With another team gone, it’s time to put baseball back on the table
Now that we’ve lost another sports team at least for a year and maybe forever – head’s up, Birmingham, we’re gaining on you – it’s appropriate to renew an old debate.
Is it time to bring back baseball?
The answer is yes.
Before looking ahead, let’s look back and see how we got here. Landing the softball venue for the 1996 Olympics changed the Columbus sports scene in dramatic ways. It led to some great moments for our community. Hockey came to town here with the creation of the Cottonmouths. That led to efforts to become the minor league sports capital of the world.
We gained Georgia Pride professional softball. Lost that.
We landed the SuperBall international tournaments. Lost those.
SEC softball, baseball and women’s basketball came here. Lost, lost and lost those.
The NBDL’s RiverDragons. Yep, gone.
And how can we forget the WarDogs of the AF2? (That’s short for Arena Football 2, a minor league of a minor league.) They became the first professional team in American sports to finish a 16-game season without a win. Gone in four seasons. Come to think of it, how’d they last that long?
Oh, and the Columbus Comets, the indoor soccer team who flew across our skies in the summer of ’97.
Meanwhile, the one sport to suffer from neglect was baseball. The arrival of the Olympics booted the Columbus RedStixx out of Golden Park for the summer, and minor league baseball in Columbus never recovered. Not that it was going gangbusters before. But after that one-year move to Columbus State’s campus, attendance for the RedStixx, then Sand Gnats and Catfish, was abysmal. Nightly attendance was worse than a Jeb Bush rally.
The Catfish finally left town. Now the Cottonmouths have suspended operations for at least a year until they can find a buyer.
So here we are, down to one team, the Lions of the National Arena League. Even if they packed the Civic Center – which they don’t – that’s still just six Saturday nights in the spring and early summer. It’s nice to have the Lions around, especially with some local players. Trivia (employees and family members ineligible to answer): Name one.
It’s time to bring baseball back. Yeah, there are challenges. First, we have to have a franchise, which means either an owner or a major-league owned team. Second, there’s the not so little problem of where they would play. Golden Park is considered substandard by major league teams.
Back in the day, the mentality of big league teams was they didn’t care about the quality of minor league ballparks. They just wanted a place for their prospects to develop. The playing surface and lighting were the only concerns, because they didn’t want players getting injured on a bad field, and it’s tough to hit in a dimly lit ballpark. Ask Freddie Freeman.

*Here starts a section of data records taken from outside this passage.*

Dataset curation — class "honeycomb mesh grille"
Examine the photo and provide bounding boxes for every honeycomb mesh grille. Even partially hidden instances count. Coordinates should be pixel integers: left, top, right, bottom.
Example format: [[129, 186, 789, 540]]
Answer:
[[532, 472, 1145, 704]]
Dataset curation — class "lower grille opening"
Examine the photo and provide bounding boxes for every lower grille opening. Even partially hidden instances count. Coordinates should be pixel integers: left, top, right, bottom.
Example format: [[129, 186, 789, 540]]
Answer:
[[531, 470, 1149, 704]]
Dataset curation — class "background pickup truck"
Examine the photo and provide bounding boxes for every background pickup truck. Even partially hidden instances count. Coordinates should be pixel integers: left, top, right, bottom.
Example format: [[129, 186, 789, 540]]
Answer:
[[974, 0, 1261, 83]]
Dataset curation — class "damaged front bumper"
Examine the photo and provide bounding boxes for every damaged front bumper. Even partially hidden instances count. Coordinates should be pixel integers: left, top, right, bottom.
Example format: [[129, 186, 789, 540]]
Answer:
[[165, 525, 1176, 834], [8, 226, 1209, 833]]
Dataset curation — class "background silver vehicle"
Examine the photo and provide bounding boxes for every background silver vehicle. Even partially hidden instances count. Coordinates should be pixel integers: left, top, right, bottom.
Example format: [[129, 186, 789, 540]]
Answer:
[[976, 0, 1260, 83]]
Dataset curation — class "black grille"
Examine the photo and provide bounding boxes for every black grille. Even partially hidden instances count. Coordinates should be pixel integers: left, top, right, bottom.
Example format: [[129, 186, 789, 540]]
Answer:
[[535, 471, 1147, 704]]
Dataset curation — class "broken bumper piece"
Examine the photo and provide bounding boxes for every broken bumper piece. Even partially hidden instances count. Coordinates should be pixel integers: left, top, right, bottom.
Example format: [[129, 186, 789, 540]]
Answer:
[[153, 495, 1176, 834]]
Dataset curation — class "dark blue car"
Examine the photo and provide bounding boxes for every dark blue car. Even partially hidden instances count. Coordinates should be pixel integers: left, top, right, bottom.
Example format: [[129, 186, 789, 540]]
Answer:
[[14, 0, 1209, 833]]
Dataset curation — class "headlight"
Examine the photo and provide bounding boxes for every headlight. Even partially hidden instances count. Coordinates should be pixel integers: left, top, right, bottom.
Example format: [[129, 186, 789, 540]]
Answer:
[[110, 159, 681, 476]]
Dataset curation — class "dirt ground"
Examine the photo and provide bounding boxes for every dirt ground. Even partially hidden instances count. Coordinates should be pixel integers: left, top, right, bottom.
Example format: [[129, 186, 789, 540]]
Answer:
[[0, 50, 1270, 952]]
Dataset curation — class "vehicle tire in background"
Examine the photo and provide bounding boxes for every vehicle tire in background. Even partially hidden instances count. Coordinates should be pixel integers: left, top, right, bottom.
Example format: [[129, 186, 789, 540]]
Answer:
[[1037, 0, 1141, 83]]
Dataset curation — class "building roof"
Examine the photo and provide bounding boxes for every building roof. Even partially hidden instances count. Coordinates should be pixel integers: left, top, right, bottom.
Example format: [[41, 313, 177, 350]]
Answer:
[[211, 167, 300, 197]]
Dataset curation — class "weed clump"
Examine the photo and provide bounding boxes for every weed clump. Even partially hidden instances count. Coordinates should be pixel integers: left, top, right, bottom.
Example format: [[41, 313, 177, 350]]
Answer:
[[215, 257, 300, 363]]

Everything else could be a toxic waste dump and the big league teams couldn’t have cared less. The old clubhouses at Golden Park, before the renovation in the mid ’90s, were cramped and insufferably hot. But the Houston Astros didn’t care. In fact, some of their player development leaders at the time told me they didn’t want a place where players could be comfortable. They were here to move up or move on. Well, except for Jesus de la Rosa. He played here long enough to establish residency. All of 1972, ’73, ’74, part of ’75 before a three-game cup of coffee in Houston. Back here again in ’77. Four hundred and twenty-four games in all. That might be a record, and so might his 69 errors in that span. I’m not sure whatever happened to de la Rosa, but it’s safe to say he didn’t become a roving defensive instructor.

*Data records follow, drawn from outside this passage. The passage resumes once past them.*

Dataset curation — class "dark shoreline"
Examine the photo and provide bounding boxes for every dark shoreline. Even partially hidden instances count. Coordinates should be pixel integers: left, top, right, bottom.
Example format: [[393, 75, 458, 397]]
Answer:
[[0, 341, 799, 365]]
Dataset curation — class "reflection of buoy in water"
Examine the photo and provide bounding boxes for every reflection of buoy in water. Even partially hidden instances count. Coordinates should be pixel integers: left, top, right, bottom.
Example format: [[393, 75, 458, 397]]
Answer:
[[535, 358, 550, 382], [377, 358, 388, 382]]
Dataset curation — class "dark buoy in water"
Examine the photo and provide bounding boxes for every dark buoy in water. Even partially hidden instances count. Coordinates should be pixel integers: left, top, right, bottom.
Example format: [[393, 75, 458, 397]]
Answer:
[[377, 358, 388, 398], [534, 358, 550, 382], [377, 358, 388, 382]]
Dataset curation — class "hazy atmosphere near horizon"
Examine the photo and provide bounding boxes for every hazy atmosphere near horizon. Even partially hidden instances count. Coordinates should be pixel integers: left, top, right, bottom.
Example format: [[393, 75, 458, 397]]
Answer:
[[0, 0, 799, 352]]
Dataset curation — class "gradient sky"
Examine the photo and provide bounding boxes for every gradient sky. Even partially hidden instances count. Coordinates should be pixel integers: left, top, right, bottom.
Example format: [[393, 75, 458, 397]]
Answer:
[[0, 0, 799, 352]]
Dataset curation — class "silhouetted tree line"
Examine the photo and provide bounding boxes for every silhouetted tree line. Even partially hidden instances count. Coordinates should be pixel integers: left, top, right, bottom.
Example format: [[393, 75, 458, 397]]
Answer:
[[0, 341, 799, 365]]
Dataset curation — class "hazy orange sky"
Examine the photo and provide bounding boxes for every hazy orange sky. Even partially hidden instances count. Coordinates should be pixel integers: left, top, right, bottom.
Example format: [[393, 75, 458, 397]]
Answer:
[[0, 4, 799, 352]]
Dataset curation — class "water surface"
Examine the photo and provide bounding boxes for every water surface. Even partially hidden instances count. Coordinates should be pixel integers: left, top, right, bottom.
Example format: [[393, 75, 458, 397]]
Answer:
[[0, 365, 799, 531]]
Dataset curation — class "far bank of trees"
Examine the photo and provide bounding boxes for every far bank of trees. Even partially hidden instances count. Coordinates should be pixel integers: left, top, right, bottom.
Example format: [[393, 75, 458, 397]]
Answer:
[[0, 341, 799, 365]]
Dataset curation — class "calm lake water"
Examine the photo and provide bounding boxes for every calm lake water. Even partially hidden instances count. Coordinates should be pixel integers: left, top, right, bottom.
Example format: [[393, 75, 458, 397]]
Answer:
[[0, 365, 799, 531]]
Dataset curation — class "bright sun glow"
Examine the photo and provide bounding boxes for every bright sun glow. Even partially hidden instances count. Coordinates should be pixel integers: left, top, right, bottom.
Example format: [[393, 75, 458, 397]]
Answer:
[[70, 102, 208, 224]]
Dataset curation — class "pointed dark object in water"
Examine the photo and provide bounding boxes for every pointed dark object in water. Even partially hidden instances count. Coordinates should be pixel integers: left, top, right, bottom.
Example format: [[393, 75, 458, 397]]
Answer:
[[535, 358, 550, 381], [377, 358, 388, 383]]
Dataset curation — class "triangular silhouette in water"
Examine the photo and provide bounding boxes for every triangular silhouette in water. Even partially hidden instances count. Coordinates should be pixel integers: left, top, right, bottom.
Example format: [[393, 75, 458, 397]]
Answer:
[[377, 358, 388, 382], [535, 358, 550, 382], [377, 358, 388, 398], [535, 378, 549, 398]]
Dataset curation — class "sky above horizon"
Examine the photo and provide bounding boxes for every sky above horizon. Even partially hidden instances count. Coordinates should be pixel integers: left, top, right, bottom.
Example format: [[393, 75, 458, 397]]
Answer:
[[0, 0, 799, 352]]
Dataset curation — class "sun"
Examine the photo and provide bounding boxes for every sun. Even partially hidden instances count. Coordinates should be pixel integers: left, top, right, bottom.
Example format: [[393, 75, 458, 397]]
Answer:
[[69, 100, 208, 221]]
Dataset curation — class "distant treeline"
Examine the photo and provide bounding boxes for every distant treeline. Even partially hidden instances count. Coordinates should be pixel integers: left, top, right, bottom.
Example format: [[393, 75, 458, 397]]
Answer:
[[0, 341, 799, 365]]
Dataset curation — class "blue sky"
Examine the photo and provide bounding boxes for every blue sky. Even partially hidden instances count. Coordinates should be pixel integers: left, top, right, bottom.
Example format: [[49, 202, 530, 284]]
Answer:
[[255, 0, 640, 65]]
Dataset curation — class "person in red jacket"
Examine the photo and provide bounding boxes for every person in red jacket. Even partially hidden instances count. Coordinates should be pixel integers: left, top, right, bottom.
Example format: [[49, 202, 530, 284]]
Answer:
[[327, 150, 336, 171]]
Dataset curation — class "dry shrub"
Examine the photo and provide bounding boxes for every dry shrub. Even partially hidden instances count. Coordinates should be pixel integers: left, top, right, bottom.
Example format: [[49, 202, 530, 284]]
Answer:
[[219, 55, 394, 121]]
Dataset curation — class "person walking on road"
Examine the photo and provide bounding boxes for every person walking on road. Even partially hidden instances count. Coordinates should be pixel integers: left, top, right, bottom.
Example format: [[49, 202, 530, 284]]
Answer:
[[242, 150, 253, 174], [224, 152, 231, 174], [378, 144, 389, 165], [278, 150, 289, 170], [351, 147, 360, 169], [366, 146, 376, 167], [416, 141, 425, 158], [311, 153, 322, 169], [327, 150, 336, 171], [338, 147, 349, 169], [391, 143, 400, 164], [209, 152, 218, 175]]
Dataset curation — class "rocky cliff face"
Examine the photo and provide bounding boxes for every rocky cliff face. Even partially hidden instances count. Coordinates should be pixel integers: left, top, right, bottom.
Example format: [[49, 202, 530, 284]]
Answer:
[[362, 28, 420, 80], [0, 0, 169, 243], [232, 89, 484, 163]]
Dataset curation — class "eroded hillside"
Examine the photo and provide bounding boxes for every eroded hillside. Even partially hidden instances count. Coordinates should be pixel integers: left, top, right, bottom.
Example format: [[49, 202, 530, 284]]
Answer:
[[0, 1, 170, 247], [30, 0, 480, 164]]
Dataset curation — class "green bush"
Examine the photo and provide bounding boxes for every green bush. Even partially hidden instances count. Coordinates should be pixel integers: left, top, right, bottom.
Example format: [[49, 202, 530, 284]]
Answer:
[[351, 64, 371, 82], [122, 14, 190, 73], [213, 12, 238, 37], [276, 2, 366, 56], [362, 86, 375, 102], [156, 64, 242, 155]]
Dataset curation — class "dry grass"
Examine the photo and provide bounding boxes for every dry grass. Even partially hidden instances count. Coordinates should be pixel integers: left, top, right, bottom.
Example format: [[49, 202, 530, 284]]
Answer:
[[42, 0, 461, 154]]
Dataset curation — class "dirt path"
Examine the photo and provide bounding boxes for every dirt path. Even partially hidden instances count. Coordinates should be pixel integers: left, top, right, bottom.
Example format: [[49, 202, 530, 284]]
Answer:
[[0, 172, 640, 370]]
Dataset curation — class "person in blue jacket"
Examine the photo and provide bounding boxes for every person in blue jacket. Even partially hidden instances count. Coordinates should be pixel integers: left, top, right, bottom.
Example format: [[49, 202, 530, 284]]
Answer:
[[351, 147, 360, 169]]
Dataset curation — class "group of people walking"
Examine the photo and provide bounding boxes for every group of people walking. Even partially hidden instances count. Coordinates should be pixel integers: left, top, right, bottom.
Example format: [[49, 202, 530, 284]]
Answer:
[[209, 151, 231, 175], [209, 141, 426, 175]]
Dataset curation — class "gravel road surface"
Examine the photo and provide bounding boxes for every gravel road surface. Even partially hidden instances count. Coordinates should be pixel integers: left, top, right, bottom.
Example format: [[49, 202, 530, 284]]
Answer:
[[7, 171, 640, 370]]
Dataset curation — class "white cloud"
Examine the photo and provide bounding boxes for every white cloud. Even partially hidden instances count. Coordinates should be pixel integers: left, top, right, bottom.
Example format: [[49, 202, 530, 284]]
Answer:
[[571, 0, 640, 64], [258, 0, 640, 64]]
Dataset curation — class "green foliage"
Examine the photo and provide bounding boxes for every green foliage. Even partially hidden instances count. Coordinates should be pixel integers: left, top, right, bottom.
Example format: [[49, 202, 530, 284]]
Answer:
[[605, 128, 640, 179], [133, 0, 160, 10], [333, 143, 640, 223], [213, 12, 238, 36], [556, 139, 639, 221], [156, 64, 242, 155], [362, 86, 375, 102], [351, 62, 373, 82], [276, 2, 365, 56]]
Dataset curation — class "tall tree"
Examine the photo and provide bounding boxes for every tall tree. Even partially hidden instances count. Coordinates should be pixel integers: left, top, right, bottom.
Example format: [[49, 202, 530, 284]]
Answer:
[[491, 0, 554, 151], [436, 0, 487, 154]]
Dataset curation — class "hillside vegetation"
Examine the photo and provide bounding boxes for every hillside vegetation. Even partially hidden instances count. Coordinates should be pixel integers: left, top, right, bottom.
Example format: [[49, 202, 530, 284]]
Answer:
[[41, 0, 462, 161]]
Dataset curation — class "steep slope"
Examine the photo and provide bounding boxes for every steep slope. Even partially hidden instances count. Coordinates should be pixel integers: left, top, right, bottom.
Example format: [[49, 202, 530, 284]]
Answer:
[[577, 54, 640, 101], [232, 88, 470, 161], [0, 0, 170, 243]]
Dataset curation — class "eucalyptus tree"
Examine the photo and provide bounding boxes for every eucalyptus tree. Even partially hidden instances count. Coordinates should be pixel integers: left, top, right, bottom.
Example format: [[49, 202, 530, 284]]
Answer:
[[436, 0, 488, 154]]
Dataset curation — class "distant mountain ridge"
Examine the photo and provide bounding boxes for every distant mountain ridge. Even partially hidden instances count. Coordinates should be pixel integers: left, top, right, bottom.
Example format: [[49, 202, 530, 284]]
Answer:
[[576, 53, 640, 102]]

Anyway, back to the task at hand. At one time, the prevailing thought was we need a new ballpark on the north end of town. But that was before downtown was revitalized and energized. It was also before the city learned that it’s stuck with the ground that holds Golden Park, as it is deeded for recreation use.
It’s time to explore the feasibility of tearing it down and building a new ballpark on the same site. The corporate office and clubhouses might be salvageable. It doesn’t have to be a $50 million state-of-the-art ball park. It does need state-of-the-art lighting, and a training facility where players can work without wilting in the summer heat.
I still think the most logical fit would be to lure the Braves’ Double-A team here. The Braves own the franchise, so that eliminates the problem of finding ownership. And it makes too much sense for the Braves to have three of their top four farm teams within two hours of each other.
A small group of Columbus leaders discussed the idea with the Braves a few years ago, and they shot it down. But what else were they going to say? All we had to pitch to them was an idea.
It will take a commitment of civic leaders, public and private, to make it work. But it can work. It’s time to make it work.